AI Code Review — GitHub Actions Workflow
PR Opened / Updated
│
▼
┌───────────────────────────────────────┐
│ GitHub Action Triggered │
│ On: pull_request (opened, sync) │
└──────────────┬────────────────────────┘
│
▼
┌───────────────────────────────────────┐
│ Fetch PR Diff (GitHub API) │
│ Filter: skip generated files, │
│ skip lock files │
└──────────────┬────────────────────────┘
│
┌───────┴────────┐
▼ ▼
api/ middleware/ components/ utils/
(Claude Sonnet) (Claude Haiku)
│ │
└───────┬────────┘
▼
┌───────────────────────────────────────┐
│ LLM Review with structured prompt │
│ Returns JSON: [{ │
│ file, line, severity, │
│ category, description, suggestion │
│ }] │
└──────────────┬────────────────────────┘
│
▼
┌───────────────────────────────────────┐
│ Post PR Comment (octokit) │
│ CRITICAL → Block merge label │
│ MAJOR → Requires acknowledgment │
│ MINOR → Informational only │
└───────────────────────────────────────┘The most important prompt engineering decision for AI code review is being specific about what you want the model to focus on. I use a tiered severity system in my prompt: critical (security vulnerabilities — always block the PR), major (logic errors — require acknowledgment), and minor (style suggestions — informational only).

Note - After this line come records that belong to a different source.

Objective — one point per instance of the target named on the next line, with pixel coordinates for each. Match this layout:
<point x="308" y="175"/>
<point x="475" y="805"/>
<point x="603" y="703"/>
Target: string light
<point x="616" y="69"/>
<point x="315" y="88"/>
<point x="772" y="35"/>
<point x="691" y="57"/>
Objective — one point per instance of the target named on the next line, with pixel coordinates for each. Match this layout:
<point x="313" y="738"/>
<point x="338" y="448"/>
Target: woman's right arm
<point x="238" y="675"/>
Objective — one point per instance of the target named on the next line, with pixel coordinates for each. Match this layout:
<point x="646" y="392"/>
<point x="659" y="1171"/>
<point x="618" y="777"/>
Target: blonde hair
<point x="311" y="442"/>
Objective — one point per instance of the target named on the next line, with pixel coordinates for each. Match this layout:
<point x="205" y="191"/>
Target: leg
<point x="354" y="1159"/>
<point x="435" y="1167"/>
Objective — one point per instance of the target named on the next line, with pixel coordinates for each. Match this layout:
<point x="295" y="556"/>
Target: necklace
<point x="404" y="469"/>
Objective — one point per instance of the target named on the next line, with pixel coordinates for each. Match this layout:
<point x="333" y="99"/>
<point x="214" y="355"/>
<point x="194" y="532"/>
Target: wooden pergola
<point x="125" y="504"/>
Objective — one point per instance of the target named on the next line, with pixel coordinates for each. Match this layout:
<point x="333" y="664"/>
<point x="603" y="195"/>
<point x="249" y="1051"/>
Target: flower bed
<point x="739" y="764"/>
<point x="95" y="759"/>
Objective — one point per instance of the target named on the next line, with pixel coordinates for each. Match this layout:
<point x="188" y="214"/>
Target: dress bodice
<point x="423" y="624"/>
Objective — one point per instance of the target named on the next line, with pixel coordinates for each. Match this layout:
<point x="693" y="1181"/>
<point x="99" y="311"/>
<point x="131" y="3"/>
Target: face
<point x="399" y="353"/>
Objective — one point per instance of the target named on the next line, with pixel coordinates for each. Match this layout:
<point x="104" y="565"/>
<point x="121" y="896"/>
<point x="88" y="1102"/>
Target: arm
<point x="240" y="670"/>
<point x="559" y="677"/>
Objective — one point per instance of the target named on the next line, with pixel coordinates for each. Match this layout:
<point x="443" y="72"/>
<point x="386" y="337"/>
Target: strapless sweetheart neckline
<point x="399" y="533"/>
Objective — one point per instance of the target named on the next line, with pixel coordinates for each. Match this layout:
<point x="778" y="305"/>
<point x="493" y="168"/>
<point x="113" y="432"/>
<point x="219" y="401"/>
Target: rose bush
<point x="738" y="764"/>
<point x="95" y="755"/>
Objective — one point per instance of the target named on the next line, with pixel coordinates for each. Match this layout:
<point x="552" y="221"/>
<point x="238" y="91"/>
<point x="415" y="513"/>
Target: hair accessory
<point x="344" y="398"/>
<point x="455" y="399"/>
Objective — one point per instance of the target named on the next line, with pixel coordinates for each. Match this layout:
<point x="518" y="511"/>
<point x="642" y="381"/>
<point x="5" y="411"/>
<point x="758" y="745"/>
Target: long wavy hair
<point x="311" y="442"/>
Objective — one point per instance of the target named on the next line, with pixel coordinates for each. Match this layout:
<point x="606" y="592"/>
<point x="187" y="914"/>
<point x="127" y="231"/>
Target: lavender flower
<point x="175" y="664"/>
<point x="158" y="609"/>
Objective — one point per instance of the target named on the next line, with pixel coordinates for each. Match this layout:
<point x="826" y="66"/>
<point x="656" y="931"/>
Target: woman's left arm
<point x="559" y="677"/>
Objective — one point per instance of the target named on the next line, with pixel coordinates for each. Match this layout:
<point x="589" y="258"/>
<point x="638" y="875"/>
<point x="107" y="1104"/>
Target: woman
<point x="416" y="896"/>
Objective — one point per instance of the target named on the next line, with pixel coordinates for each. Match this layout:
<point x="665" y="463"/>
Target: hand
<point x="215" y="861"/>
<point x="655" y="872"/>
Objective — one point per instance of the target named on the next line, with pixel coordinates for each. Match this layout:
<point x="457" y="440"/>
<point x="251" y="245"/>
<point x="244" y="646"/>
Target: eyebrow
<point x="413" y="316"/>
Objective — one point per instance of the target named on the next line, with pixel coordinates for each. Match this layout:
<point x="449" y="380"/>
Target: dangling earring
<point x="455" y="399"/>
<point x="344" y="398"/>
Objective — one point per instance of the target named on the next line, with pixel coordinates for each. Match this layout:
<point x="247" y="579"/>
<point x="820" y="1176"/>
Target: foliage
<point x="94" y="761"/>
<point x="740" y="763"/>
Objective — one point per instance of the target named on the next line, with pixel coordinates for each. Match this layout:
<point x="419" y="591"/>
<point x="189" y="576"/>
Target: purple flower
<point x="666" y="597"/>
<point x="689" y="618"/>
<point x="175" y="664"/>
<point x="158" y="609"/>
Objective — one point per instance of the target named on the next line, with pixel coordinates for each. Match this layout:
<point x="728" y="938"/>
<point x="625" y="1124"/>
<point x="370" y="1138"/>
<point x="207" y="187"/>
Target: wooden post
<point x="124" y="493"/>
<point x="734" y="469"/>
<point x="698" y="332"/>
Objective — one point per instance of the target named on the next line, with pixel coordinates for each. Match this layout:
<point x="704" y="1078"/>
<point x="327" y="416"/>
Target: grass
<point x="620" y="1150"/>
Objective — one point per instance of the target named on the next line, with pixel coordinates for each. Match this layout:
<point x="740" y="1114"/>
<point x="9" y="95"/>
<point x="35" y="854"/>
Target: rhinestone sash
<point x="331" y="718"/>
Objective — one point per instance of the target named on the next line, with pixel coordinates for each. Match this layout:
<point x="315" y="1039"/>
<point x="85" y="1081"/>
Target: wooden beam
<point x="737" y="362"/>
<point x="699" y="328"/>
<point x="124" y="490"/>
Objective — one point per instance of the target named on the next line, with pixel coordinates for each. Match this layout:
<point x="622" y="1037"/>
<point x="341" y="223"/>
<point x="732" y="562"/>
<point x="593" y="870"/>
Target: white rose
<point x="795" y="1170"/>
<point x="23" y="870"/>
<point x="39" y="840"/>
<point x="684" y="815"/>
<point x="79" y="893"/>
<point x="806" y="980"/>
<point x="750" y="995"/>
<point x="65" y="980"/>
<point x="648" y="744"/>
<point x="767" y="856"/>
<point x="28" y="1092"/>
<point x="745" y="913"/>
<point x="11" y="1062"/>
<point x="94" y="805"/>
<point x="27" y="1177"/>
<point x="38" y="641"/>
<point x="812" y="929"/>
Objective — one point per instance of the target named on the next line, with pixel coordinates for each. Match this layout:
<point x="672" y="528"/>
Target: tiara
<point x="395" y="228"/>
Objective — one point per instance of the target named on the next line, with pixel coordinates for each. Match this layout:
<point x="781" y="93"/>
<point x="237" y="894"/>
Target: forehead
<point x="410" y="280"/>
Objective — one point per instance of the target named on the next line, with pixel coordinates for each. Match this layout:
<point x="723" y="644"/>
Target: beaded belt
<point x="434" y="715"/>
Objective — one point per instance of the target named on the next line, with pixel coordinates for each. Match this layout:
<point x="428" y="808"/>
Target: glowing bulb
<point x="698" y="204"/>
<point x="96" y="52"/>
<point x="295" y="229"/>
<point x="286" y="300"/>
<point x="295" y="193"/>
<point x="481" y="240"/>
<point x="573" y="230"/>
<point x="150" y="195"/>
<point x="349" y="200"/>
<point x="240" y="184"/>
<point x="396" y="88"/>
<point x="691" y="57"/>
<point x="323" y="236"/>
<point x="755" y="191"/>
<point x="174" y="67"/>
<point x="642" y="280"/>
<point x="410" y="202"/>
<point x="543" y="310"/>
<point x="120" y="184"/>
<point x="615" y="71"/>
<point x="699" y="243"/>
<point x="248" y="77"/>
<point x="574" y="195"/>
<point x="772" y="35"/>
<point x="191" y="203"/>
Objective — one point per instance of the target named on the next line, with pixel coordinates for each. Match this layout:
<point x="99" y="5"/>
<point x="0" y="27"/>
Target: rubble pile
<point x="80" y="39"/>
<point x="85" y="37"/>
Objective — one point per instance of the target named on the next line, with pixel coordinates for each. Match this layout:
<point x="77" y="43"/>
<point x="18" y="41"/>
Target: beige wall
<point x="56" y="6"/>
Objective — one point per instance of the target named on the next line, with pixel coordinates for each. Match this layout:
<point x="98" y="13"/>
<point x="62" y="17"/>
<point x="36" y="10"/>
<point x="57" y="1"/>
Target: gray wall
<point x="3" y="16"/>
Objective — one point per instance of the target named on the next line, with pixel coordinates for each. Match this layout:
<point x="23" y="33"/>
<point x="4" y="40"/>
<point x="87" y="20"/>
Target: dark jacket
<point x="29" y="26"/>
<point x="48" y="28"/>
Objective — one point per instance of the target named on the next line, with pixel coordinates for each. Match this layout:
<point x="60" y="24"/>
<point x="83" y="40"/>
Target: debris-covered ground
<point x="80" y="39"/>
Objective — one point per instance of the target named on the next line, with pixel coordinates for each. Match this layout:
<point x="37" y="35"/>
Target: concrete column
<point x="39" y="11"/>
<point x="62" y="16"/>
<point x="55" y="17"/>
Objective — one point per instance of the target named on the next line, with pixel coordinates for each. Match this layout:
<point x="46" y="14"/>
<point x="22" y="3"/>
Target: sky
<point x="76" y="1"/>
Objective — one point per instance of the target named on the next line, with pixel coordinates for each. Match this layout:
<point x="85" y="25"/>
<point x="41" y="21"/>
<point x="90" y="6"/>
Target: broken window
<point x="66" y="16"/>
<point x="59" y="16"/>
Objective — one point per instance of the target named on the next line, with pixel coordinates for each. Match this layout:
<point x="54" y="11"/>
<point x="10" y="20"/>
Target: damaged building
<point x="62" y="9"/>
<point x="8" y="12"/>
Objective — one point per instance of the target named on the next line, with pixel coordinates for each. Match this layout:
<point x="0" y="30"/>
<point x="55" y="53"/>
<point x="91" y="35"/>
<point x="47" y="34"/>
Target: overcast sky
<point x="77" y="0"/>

After many iterations, my review prompt has converged on: a role definition, a structured output format (JSON with findings array), explicit guidance on what to ignore, and a reminder to cite the specific code that triggered each finding. Structured output is critical — unstructured review text is hard to parse and display in GitHub comments.
Large PRs (1,000+ lines changed) can cost $2-5 to review at full length. I implemented a priority router: files in api/ and middleware/ get full Claude Sonnet review, other TypeScript files get Claude Haiku, and everything else is skipped. This reduced my per-review cost by 65%.
# .github/workflows/ai-code-review.yml
name: AI Code Review
on:
pull_request:
types: [opened, synchronize]
jobs:
review:
runs-on: ubuntu-latest
steps:
- uses: actions/checkout@v4
- name: Fetch PR diff
id: diff
uses: actions/github-script@v7
with:
script: |
const diff = await github.rest.pulls.get({
owner: context.repo.owner,
repo: context.repo.repo,
pull_number: context.payload.pull_request.number,
mediaType: { format: 'diff' }
})
return diff.data
- name: Run AI Review
env:
ANTHROPIC_API_KEY: ${{ secrets.ANTHROPIC_API_KEY }}
GH_TOKEN: ${{ secrets.GITHUB_TOKEN }}
run: |
node scripts/ai-review.js --diff "${{ steps.diff.outputs.result }}" --pr "${{ github.event.pull_request.number }}"
# Full script: https://gist.github.com/yourusername/ai-reviewFor security review, I run a separate specialized review pass triggered only on PRs that touch authentication, authorization, API endpoints, or database queries. This specialized review uses Claude Opus for the model and a prompt focused exclusively on OWASP Top 10 vulnerabilities. Security findings are also sent to a Slack channel for visibility.
Without tuning, AI code review generates 30-40% false positives — findings that are technically accurate but not actionable in your codebase. These create alert fatigue: developers stop reading the AI review because it's full of noise. Invest time in a suppression list. My suppression list reduced false positives from 35% to under 10%.
AI code review works best when the team has agreed on its role: AI review is a first pass that catches objective issues, not a replacement for human judgment on architecture and business logic.
My actual costs: ~$10-15/month for API calls on ~50 PRs/month. In six months, AI review caught 14 issues I would have missed in self-review: 2 security vulnerabilities, 5 missing error handling cases, 4 TypeScript type safety issues, and 3 performance problems. Conservative estimate: the AI review pays for itself with one caught bug per quarter.